Prime Minister Benjamin Netanyahu and his coalition partners agreed Monday to delay by a week a vote on a controversial Knesset bill that would rein in Israel’s top court, after the head of the Supreme Court refused to meet him otherwise.
Supreme Court President Esther Hayut said in a statement on Monday that the Prime Minister’s Office had contacted her to set up the meeting and she was willing to accept the invitation. However, she conditioned it on delaying a vote by the Ministerial Committee for Legislation, scheduled for the same day, for at least a week.
Netanyahu turned to Justice Minister Ayelet Shaked, who along with Education Minister Naftali Bennett were pushing to advance the legislation, and she agreed to the postponement.
Netanyahu and Shaked are now scheduled to meet with Hayut and the court’s vice president, Hanan Meltzer, on Sunday morning.
The proposed legislation would allow 61 out of the Knesset’s 120 members to re-approve a law struck down by the Supreme Court, effectively giving any government the ability to quash the ruling.
The legislation would take the form of a passage added to the Basic Law: Human Dignity and Liberty. With no constitution, Israel’s basic laws set the parameters of the balance of power between different branches of government.
The meeting with Hayut follows the advice of Attorney General Avichai Mandelblit, who told the prime minister that in order for the legislation to proceed, Netanyahu would first have to meet with her. Mandelblit himself said he would consider supporting legislation that empowered the Knesset to restore a law ruled as illegal by the High Court only if at least 70 Knesset members voted to do so.
Hayut is expected to tell Netanyahu and Shaked that she strongly objects to court rulings being overturned with a simple majority. The Ynet news site reported that the court would accept the legislation if it would require a two-thirds majority, or 80 MKs, but that Hayut may compromise to accept on 75 MKs being able to overturn a ruling. Coalition partners Likud and Kulanu are reportedly prepared to require 65 MKs, while Bennett and Shaked’s Jewish Home insist that a majority of 61 MKs should be enough.
“Our demand to legislate the version that has 61 MKs is no surprise,” Bennett tweeted Monday. “Likud is signed on an explicit coalition agreement with us. Agreements must be honored. I expect Likud’s full support this coming Sunday.
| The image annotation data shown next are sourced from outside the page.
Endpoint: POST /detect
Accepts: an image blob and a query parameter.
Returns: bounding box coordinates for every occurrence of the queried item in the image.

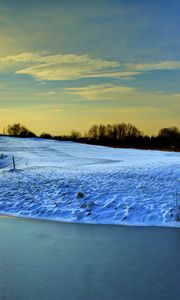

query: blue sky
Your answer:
[0,0,180,134]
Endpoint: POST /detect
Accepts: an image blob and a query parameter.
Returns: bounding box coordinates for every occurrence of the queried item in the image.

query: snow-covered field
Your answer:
[0,136,180,227]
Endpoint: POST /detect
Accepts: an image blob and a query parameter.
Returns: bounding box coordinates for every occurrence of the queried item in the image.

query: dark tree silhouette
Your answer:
[6,123,36,137]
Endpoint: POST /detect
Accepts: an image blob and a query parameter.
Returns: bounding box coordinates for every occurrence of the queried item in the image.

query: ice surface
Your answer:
[0,137,180,226]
We’ll bring back the correct balance between the [legislative and judicial] branches.”
The Jewish Home party has long campaigned for clipping the wings of what it regards as an overly liberal Supreme Court, and Shaked, the party’s number two, has succeeded in having several conservative candidates appointed to the top bench.
The idea of legislating to alter the balance between the judicial and executive arms of government has gathered steam lately, particularly after a recent ruling by the court blocking deportations of African migrants.
Earlier this month Netanyahu met with former Supreme Court president Aharon Barak in an apparent effort to show he is seeking middle ground on the issue, Hadashot news reported.
According to the report, the meeting with Barak, a symbol of the power of the court, was meant to underline Netanyahu’s commitment to the justice system in general and the High Court in particular.